Previous studies have found that ibrutinib markedly improves T cell numbers and function in CLL patients.35,45 Furthermore, ibrutinib has been shown to increase the production of pro-inflammatory cytokines IFN-γ, IL-6, and TNF-α and concomitantly suppress the production of anti-inflammatory cytokines IL-4, IL-13, and IL-10.1,46 Consistent with these findings, we also found that the splenocytes of ibrutinib-treated mice showed enhanced proliferation and skewed TH1 responses through elevated levels of IFN-γ, IL-6, and TNF-α. It has been also shown that TH17 responses alleviate cancer pathogenesis and improve survival in CLL cases.47,48 We previously reported that ibrutinib enhances IL-17 responses, which modulate antigen presentation and DC functions.17 Similarly, in our present study, we found that ibrutinib treatment was associated with a significant increase in IL-17 production, which could be responsible for enhancing T cell-mediated antitumour responses.

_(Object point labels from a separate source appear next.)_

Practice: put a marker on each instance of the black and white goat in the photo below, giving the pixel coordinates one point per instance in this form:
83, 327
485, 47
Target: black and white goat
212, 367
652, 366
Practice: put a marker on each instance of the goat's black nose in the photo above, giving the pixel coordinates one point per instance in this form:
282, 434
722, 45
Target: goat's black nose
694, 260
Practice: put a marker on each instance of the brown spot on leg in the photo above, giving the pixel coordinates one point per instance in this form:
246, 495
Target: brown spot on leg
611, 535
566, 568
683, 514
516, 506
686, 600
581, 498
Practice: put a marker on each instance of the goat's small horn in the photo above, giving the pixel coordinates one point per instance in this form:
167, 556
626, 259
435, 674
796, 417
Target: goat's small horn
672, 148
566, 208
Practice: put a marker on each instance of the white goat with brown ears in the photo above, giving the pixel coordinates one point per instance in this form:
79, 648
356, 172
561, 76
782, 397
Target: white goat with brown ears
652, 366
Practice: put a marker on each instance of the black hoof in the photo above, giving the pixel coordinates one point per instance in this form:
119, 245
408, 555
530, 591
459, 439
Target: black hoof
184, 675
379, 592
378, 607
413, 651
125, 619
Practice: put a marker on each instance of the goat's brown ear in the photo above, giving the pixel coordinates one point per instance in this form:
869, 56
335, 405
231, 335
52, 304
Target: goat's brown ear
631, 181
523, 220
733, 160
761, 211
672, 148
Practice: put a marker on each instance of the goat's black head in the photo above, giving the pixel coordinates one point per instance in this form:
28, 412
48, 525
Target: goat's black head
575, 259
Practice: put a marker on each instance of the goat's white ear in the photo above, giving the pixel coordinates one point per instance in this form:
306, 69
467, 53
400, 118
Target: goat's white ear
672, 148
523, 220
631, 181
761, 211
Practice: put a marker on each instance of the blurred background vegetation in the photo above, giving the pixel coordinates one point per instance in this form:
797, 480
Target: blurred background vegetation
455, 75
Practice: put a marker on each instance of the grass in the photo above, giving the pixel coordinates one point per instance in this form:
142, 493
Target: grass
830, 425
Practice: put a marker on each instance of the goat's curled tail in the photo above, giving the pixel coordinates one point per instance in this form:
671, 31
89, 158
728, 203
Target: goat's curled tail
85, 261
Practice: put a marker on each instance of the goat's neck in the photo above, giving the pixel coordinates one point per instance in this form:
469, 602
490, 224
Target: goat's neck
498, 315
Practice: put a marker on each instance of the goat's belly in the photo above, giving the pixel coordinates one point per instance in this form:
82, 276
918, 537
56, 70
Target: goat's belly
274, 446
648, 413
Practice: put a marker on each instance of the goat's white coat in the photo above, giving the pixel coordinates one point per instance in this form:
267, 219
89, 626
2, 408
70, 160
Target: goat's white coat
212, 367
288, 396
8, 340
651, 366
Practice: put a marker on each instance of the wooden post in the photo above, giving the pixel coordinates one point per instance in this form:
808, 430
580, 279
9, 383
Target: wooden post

In recent years, DC-based cancer immunotherapeutic strategies have focused on increasing DC recruitment to the tumour microenvironment. However, the recruitment of progenitor DCs to the tumour site may not be sufficient for eliciting antitumour immunity since the immunosuppressive environment redirects their development into MDSCs. On the contrary, the recruitment of mature DCs could significantly potentiate CTL responses and overcome the MDSC-based barrier for cancer immunotherapy. MDSC-induced T cell dysregulation and inhibition of CTL responses remain a common feature in cancer pathogenesis.49 This immune dysregulation of CD8+ T cells and impaired CTL effector responses can be attributed to prevailing immunosuppressive conditions in the tumour microenvironment.50,51 In the present study, we found that ibrutinib treatment was associated with a significant enhancement of CTL activity as evident by significantly elevated levels of Granzyme B, IL-2, IFN-γ, and TNF-α production. These findings were consistent with previously reported in vivo studies where ITK−/− T cells exhibited an increased frequency of activated T cells and prolonged survival.52,53

In conclusion, our results show that ibrutinib treatment is effective in the suppression of breast cancer tumour progression and metastasis. The BTK/ITK inhibitor ibrutinib reprogrammes the tumour-induced immunosuppressive population of myeloid lineage (MDSCs) into mature DCs by blocking BTK, increases the proportion of mature DCs in the tumour and lymphoid organs, and promotes antitumour T cell activity. Together, our findings indicate that ibrutinib and other BTK inhibitors could be novel drugs for the treatment of breast cancer.